7 February, 2014

I read Dylan Farrow’s harrowing open letter on the NY Times’ Op Ed page about how Woody Allen sexually abused and assaulted her as a child.

It made me think back to seeing Manhattan when it first came out.  I don’t remember what friend I saw it with, but I do remember stopping whoever it was, who was going on and on about the breathtaking black and white cinematography and how New York had never looked better on film, and how romantic it was, to say, “It’s not romantic.  It’s about pedophilia!  I don’t care how beautifully it’s shot, it’s a disgusting movie that is glorifying child molestation and everyone involved in it should be called out on that.”

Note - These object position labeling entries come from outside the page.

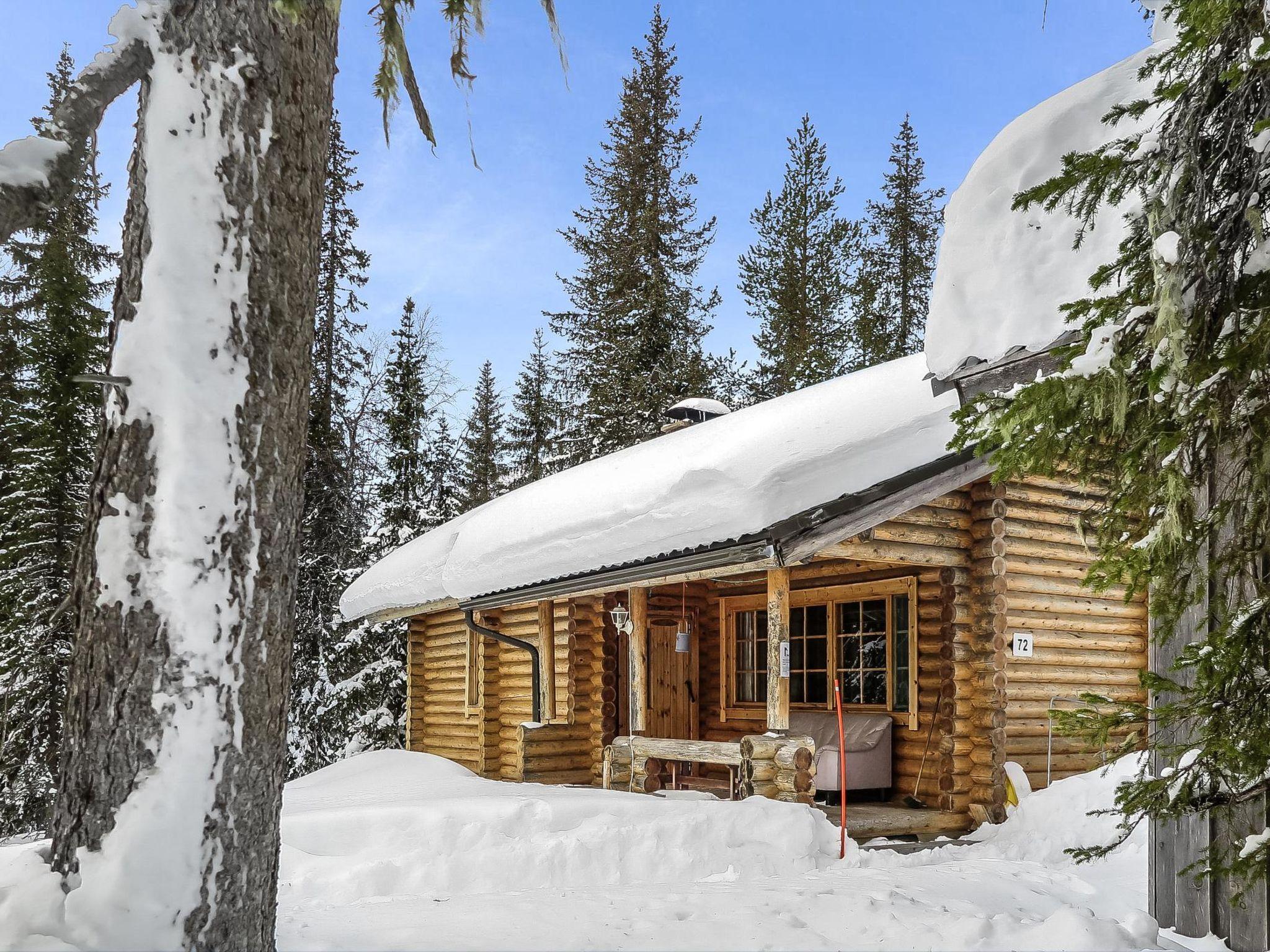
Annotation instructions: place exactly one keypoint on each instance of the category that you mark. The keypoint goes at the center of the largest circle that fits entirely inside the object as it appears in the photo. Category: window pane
(876, 687)
(849, 617)
(817, 621)
(900, 662)
(876, 615)
(817, 649)
(849, 651)
(874, 651)
(817, 687)
(902, 690)
(851, 689)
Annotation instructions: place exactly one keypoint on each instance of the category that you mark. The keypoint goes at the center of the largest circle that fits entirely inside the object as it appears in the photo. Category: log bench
(639, 764)
(765, 765)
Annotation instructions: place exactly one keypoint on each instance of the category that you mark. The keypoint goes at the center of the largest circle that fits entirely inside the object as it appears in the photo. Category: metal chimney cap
(698, 410)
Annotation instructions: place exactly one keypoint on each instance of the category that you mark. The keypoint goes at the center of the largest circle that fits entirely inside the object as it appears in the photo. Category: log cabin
(653, 617)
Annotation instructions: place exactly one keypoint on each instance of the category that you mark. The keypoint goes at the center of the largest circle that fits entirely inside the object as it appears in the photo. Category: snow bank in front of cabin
(406, 851)
(1002, 275)
(1055, 819)
(390, 822)
(706, 484)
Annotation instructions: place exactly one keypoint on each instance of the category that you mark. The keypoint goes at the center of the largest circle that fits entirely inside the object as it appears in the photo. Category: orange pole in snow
(842, 775)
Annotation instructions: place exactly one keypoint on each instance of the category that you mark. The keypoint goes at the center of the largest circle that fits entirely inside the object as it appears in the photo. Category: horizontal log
(794, 781)
(905, 552)
(794, 758)
(757, 788)
(584, 777)
(922, 536)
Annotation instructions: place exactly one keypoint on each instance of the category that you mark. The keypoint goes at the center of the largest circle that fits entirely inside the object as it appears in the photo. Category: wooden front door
(671, 683)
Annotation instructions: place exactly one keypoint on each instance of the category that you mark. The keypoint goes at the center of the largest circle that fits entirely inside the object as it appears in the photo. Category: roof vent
(693, 410)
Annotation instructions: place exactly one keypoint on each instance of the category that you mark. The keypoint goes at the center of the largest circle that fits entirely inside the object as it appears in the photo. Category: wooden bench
(629, 764)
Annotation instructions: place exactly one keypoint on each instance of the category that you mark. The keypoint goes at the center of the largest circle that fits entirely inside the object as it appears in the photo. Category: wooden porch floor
(869, 821)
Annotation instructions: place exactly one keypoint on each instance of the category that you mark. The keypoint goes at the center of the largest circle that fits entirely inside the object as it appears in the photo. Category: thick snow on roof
(1002, 275)
(706, 484)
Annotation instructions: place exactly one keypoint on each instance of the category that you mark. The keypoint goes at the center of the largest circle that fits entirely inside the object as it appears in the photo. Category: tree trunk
(184, 591)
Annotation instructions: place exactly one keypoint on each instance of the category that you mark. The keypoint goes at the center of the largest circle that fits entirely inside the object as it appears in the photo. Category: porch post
(546, 653)
(778, 649)
(638, 651)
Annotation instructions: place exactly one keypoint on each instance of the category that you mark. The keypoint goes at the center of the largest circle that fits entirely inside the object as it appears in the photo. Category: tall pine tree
(534, 430)
(333, 522)
(638, 319)
(484, 444)
(893, 286)
(445, 478)
(52, 330)
(797, 277)
(1163, 402)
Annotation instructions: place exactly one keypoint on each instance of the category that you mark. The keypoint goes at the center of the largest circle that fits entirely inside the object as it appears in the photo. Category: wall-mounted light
(621, 619)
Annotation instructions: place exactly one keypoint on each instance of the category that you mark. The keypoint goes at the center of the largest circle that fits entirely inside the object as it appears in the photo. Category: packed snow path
(401, 851)
(407, 851)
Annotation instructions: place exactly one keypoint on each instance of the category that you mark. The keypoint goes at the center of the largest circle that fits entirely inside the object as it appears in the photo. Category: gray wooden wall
(1175, 899)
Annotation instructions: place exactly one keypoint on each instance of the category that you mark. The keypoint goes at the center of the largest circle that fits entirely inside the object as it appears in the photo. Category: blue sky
(481, 247)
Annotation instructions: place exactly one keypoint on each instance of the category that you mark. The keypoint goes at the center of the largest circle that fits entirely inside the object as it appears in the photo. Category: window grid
(750, 656)
(868, 644)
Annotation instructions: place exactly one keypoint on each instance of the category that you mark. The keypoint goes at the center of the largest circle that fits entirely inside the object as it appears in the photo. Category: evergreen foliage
(797, 277)
(484, 444)
(332, 524)
(638, 319)
(893, 287)
(445, 479)
(533, 432)
(1163, 402)
(52, 329)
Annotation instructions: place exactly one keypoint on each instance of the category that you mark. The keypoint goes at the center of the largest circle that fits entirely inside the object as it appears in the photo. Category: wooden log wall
(934, 542)
(1030, 557)
(779, 769)
(435, 699)
(990, 563)
(493, 743)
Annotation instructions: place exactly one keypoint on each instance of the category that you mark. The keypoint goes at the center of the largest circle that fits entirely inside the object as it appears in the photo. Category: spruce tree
(1162, 400)
(52, 329)
(797, 277)
(484, 444)
(333, 523)
(534, 430)
(411, 389)
(633, 337)
(893, 286)
(445, 479)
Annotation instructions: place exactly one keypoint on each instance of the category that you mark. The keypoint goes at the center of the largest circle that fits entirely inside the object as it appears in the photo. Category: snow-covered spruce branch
(38, 172)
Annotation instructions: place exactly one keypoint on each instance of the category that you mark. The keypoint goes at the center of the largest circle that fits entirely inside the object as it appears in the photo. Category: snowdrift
(709, 484)
(393, 822)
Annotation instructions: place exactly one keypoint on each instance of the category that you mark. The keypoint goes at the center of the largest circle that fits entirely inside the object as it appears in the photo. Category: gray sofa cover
(868, 746)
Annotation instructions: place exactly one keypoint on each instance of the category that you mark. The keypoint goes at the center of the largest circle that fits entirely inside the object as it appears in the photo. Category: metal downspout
(535, 662)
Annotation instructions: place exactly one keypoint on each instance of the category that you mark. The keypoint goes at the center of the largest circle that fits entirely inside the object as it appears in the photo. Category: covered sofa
(868, 747)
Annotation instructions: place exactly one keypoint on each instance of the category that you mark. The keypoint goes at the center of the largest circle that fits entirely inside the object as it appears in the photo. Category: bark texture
(126, 677)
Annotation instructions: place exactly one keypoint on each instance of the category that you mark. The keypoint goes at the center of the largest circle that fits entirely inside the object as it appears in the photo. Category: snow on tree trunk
(167, 824)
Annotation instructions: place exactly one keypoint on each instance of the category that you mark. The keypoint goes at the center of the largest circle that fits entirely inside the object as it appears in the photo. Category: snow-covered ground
(401, 851)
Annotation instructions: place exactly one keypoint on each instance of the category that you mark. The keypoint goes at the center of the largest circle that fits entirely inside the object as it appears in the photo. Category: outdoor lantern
(621, 619)
(682, 644)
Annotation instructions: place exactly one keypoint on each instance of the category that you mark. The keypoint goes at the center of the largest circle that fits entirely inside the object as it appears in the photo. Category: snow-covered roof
(710, 484)
(1002, 275)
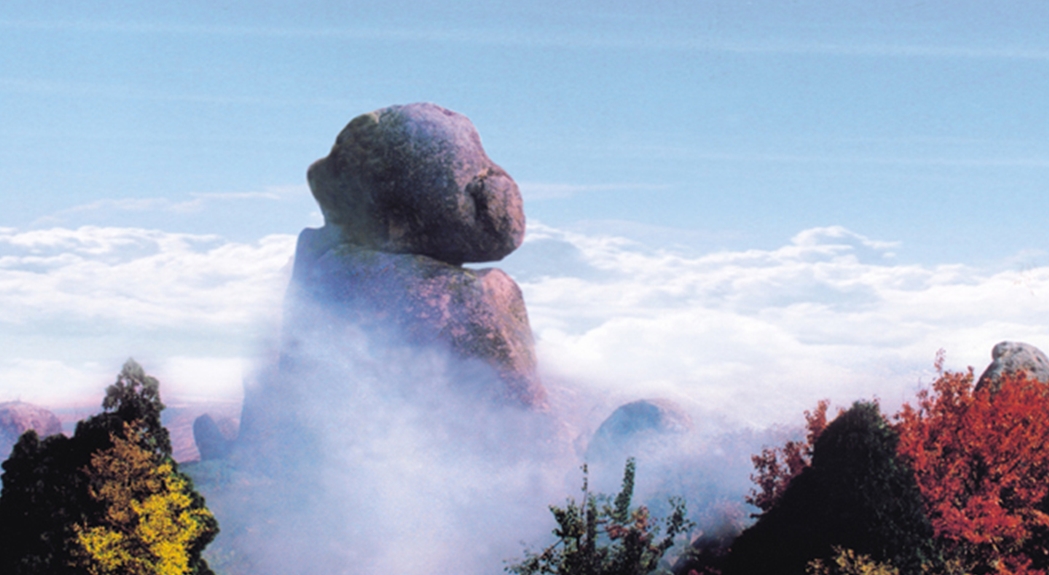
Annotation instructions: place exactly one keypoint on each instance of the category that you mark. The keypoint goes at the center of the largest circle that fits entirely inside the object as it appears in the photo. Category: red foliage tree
(776, 466)
(982, 463)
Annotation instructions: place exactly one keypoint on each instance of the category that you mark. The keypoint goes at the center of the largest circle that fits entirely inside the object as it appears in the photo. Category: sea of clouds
(750, 337)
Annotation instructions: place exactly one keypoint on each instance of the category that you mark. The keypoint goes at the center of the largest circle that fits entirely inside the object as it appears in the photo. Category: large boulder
(415, 179)
(476, 315)
(1012, 357)
(17, 418)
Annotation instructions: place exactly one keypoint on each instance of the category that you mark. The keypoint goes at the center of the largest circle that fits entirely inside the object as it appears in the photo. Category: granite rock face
(1012, 357)
(476, 315)
(17, 418)
(415, 179)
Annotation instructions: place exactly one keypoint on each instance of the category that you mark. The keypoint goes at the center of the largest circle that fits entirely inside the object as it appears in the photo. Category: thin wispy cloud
(196, 201)
(533, 38)
(68, 88)
(546, 190)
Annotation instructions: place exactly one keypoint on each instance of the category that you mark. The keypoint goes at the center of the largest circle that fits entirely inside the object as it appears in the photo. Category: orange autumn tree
(981, 459)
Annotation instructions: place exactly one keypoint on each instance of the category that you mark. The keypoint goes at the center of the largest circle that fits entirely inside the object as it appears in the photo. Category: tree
(847, 561)
(855, 494)
(50, 486)
(983, 468)
(603, 537)
(152, 524)
(776, 466)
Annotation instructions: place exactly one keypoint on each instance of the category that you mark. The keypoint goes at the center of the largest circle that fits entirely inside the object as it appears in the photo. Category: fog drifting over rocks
(750, 337)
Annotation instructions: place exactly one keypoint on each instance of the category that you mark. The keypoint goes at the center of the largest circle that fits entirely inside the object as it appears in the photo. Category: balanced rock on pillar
(408, 194)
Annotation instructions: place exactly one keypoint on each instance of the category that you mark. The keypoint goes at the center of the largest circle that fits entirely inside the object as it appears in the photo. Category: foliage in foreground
(107, 501)
(982, 462)
(599, 536)
(856, 493)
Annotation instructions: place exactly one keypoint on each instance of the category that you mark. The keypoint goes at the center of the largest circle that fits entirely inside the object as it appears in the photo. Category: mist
(384, 456)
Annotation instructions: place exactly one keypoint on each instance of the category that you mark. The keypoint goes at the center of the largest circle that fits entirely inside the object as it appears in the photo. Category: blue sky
(172, 141)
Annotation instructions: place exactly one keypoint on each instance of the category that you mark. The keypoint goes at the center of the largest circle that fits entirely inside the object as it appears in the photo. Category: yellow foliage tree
(847, 561)
(152, 524)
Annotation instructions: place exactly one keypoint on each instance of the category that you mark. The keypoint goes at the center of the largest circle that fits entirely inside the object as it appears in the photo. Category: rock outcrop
(17, 418)
(1011, 357)
(638, 426)
(415, 179)
(408, 195)
(214, 440)
(477, 315)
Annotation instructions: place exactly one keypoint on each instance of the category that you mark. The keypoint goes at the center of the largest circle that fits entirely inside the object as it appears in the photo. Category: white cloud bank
(77, 302)
(751, 337)
(758, 336)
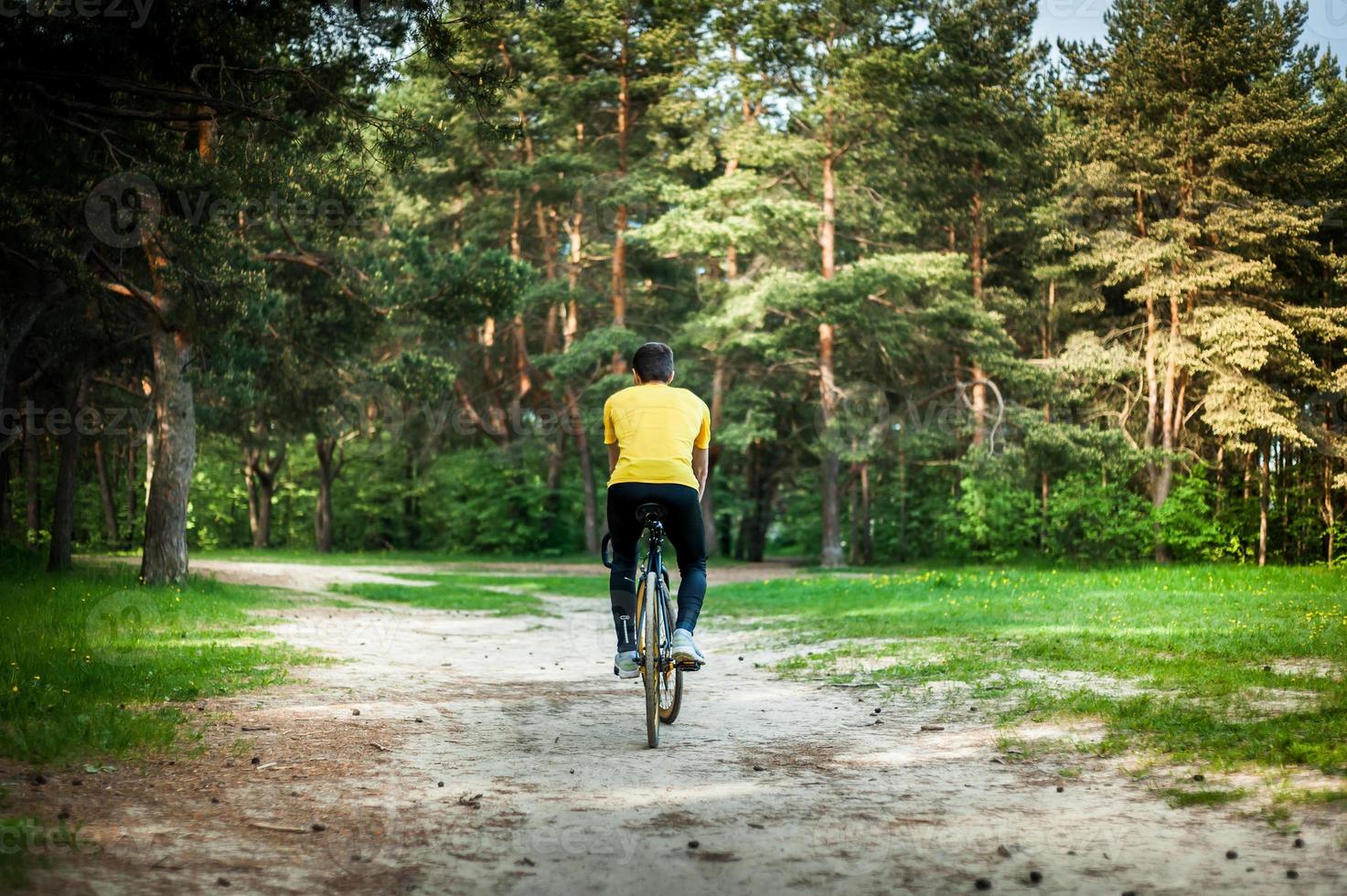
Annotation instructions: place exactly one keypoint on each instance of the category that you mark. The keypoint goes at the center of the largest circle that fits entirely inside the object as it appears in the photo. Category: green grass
(1185, 660)
(464, 560)
(93, 665)
(379, 558)
(503, 596)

Years later, when news of Allen’s relationship with his step-daughter Soon-Yi Previn and the first reports of his abuse of Dylan Farrow broke, we learned that Manhattan wasn’t just a movie glorifying pedophilia…. it was Woody Allen unashamedly sharing his sexual fantasy (or was it even then a reality?) with the world.  I remember at the time, how, despite the fact that Allen had been a father figure to Farrow’s children, how despite the fact that there were nude photos he had taken of the teen-age Previn, Team Allen swamped the media with stories that portrayed Mia Farrow as a crazy woman, and Dylan as a pawn in her mother’s hands, and his relationship with Soon-Yi as a perfectly normal love affair (Hey, that’s how they sold Manhattan). And legions of Hollywood’s elite (friends and colleagues or wannabe friends and colleagues of Woody Allen) took to the media to proclaim their unquestioning support for Mr. Allen and their unwaivering belief in his innocence. (It might be interesting to track how many wound up with roles in subsequent projects or were granted major interviews with the reclusive Mr. Allen).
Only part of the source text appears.